Good thing it was discovered frozen.

A team of French scientists discovered what they call the "frankenvirus," a 30,000-year-old giant virus frozen in Siberian permafrost.

Prior to the discovery of this new type of giant virus, researchers from Laboratoire Information Génomique et Structurale (CNRS/Aix-Marseille Université), along with Laboratoire Biologie à Grande Echelle (CEA/Inserm/Université Joseph Fourier) and the Genoscope (CNRS/CEA) had isolated Pithovirus from the exact same sample of Siberian permafrost dating back to 30,000 years ago. From the discovery of the Pithovirus in 2014, the researchers preserved the study of the same frozen sample of soil from northeast of Siberia, and found the new virus called Mollivirus sibericum.

The Mollivirus bacterium was isolated, amplified and characterized by its French discoverers, with findings published online Sept. 8 in the journal Proceedings of the National Academy of Science (PNAS).

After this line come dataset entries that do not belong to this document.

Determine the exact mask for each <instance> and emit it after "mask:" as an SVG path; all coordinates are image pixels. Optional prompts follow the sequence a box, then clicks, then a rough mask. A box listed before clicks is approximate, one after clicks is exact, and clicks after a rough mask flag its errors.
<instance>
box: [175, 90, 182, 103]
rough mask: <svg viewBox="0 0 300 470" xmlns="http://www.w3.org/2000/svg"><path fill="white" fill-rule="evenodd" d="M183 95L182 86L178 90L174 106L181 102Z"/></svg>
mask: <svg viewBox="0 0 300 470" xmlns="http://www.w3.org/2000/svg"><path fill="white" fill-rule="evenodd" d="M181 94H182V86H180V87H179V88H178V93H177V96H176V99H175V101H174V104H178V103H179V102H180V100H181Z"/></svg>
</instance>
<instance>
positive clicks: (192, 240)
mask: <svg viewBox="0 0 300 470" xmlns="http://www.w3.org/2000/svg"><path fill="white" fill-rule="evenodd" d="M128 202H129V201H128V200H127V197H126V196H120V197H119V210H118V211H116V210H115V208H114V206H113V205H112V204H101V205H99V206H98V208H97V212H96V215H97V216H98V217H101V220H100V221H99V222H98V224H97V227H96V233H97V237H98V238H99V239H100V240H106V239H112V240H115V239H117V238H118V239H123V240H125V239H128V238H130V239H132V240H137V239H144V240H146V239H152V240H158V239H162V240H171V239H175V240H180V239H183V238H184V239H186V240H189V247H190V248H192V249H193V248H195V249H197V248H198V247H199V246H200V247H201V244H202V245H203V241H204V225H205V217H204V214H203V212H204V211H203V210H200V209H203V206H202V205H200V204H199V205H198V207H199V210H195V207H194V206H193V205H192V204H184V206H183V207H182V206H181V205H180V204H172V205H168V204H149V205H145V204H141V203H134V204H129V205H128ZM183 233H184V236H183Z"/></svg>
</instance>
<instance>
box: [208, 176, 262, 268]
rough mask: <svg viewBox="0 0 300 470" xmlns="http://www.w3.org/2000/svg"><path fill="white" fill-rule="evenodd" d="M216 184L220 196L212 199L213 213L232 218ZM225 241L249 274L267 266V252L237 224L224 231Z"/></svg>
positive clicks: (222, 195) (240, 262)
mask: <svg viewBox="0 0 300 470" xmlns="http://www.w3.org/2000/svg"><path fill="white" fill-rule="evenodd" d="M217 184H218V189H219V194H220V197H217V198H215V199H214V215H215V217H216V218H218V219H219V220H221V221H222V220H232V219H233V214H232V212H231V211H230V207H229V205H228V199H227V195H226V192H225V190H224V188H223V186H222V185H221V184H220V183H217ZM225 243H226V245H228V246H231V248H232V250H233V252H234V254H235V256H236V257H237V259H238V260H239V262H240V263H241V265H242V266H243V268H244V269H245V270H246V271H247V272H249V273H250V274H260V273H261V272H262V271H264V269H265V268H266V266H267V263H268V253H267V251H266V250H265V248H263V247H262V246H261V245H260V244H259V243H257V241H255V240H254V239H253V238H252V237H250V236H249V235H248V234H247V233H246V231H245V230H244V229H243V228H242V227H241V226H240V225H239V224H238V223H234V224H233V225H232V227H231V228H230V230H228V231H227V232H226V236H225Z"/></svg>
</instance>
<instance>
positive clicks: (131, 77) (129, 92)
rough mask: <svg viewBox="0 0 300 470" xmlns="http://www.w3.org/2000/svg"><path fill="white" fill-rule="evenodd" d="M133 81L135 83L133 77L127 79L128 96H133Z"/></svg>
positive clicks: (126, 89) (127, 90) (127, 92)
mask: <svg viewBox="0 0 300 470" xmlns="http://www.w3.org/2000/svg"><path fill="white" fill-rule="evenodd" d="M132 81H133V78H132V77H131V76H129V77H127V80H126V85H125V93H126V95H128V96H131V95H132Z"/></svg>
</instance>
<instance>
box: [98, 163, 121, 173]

To characterize the virus, the researchers, for the first time, simultaneously used a combination of analytical techniques that are applicable to living beings, such as genomics, proteomics, transcriptomics, and metagenomics.

According to the researchers, the virus is formed roughly into a sphere and is about 0.6 μm or 600 nm in length. It contains a genome of about 650,000 base pairs coding for over 500 proteins. Majority of these proteins do not resemble those of the Pithovirus, and unlike the virus' Siberian predecessor which multiplies through cryptoplasmic resources of its cellular host, the Mollivirus relies on the cell nucleus to multiply. This makes the virus host-dependent, like small viruses.

The researchers also found a lack of specific key enzymes that allow the synthesis of its DNA. This trait revealed that the Mollivirus sibericum resembles more of the common types of viruses, such as human pathogens like Adenovirus, Herpesvirus or Papillomavirus.

The scientists want to resurrect the 30,000-year-old giant virus; however, they noted that further assessments must be done to see if this would result in dangerous diseases to either humans or animals.

"A few particles that are still infectious may be enough, in the presence of a vulnerable host, to revive potentially pathogenic viruses," explained Jean-Michel Claverie, one of the study's lead researchers.

Claverie further warned people travelling to the region to seek natural resources such as oil to be more careful of these giant, prehistoric viruses, highlighting that industrializing such areas could revive viruses like small pox which most thought were eradicated.

Mollivirus sibericum is the second prehistoric virus discovered by the same team, and the fourth overall, since 2003.